A ROMAN MARBLE HEAD OF APOLLO
FACES OF THE PAST: ANCIENT SCULPTURE FROM THE COLLECTION OF DR. ANTON PESTALOZZI
A ROMAN MARBLE HEAD OF APOLLO

CIRCA LATE 2ND CENTURY A.D.

Details
A ROMAN MARBLE HEAD OF APOLLO
CIRCA LATE 2ND CENTURY A.D.
12 ¾ in. (32.3 cm.) high
Provenance
Antiquities, Sotheby's, London, 13 December 1977, lot 135.
with Galerie Arete, Zurich, 1981 (Schweizerische Kunst- und Antiquitätenmesse, n.p.).
Dr. Anton Pestalozzi (1915-2007), Zurich, acquired from the above, 1981; thence by descent to the current owner.
Literature
I. Jucker, Skulpturen der Antiken-Sammlung Ennetwies, Mainz am Rhein, 1995, Band 1, pp. 16-17, no. 6, pls. 9-10.
Arachne Online Database no. 1091294.

Brought to you by

Hannah Fox Solomon
Hannah Fox Solomon

Lot Essay

Apollo is depicted with his head dramatically turned to his right, on a long neck. His idealized classically-inspired visage displays large almond-shaped eyes beneath gently arching brows and a spade-shaped forehead. His cheeks narrow to his pronounced chin with parted bow-shaped lips above. His luscious thick hair is deeply drilled, fashioned in a center part and bound in a diadem.

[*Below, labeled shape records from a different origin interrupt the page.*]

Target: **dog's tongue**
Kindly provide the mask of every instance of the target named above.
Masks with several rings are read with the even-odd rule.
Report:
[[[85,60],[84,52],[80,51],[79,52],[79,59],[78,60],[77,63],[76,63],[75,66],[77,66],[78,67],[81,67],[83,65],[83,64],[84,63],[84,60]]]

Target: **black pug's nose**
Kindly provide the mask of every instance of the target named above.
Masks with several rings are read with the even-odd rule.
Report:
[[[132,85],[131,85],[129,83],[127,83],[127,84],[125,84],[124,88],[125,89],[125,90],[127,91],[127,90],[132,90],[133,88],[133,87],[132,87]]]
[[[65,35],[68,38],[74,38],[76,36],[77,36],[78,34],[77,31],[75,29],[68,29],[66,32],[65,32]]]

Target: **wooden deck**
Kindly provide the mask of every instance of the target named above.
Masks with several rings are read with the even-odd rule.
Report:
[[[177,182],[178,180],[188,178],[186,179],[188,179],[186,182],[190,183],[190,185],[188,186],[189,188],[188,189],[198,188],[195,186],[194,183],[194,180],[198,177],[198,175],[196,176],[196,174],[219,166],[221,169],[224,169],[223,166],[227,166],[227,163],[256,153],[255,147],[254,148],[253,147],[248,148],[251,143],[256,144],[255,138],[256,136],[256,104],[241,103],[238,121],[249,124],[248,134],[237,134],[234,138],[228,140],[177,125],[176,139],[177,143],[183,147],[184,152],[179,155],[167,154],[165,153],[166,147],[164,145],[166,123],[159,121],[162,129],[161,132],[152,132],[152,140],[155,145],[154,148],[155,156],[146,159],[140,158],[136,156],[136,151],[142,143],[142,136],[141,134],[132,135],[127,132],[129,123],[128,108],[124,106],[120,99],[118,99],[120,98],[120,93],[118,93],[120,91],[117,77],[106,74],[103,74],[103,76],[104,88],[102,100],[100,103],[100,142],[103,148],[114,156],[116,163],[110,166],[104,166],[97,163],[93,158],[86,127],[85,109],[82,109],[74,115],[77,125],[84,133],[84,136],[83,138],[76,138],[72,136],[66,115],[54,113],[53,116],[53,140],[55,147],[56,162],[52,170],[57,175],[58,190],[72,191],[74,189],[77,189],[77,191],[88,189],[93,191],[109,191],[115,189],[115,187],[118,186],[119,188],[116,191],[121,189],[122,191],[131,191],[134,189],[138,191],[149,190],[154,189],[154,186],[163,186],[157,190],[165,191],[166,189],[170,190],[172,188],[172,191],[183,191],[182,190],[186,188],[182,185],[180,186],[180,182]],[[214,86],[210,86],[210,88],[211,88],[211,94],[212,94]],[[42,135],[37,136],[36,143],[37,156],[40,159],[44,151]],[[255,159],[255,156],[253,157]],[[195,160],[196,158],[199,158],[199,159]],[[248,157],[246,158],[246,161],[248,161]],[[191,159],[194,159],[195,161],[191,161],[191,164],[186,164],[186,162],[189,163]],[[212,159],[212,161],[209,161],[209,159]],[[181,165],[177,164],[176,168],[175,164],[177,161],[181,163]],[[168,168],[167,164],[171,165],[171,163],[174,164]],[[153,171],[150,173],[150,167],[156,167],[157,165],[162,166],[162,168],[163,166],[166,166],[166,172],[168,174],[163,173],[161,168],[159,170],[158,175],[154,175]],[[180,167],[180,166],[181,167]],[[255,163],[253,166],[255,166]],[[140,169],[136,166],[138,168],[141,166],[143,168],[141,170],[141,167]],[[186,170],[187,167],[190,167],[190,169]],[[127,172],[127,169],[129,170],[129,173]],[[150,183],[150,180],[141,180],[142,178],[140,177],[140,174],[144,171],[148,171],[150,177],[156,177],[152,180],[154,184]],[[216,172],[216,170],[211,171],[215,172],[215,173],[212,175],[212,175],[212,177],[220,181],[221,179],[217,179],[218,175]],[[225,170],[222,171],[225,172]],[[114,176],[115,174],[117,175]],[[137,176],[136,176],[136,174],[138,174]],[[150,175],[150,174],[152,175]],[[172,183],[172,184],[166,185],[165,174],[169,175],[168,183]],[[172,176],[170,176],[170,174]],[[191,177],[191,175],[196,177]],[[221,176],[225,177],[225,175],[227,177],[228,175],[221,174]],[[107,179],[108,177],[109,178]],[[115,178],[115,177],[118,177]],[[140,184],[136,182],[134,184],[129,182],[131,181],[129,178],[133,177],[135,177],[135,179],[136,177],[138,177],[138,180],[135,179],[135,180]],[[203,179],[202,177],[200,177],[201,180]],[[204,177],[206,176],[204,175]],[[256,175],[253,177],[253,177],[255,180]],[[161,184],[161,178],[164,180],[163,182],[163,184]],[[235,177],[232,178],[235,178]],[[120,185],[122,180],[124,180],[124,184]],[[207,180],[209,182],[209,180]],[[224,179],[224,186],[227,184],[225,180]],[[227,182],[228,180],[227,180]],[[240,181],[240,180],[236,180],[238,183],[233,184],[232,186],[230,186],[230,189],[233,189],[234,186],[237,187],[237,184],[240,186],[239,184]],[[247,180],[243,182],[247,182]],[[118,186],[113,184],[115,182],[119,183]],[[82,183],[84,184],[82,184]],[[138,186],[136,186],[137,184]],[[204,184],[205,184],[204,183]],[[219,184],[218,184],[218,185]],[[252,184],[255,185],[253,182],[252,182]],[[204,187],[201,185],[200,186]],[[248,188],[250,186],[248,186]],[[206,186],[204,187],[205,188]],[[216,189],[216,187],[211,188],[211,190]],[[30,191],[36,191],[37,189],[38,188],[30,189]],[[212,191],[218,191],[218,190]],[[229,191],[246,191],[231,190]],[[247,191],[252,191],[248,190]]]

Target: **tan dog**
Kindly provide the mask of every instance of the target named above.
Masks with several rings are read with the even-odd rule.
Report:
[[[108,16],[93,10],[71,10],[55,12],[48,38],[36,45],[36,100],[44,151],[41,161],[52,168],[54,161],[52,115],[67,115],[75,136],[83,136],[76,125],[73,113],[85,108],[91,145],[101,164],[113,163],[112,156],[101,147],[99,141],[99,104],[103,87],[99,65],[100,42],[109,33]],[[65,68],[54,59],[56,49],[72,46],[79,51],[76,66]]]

The locks are rolled back over the tops of his ears and the diadem, and bound in a chignon at the nape of his neck. A wavy tendril is positioned before each ear on his cheek.

Jucker (op. cit.) observes that the presence of two mortises high on the crown indicates that the figure once wore a top knot, supporting the indentification of Apollo. And without ivy or berry, a Dionysian association seems unlikely. The present sculpture is related to a number of Apollo Kitharoidos-type figures based on a Hellenistic original. For a similar example now in the Istanbul Archaeology Museum, see no. 61a in G. Bauchhenss, "Apollon/Apollo," LIMC, vol. 2.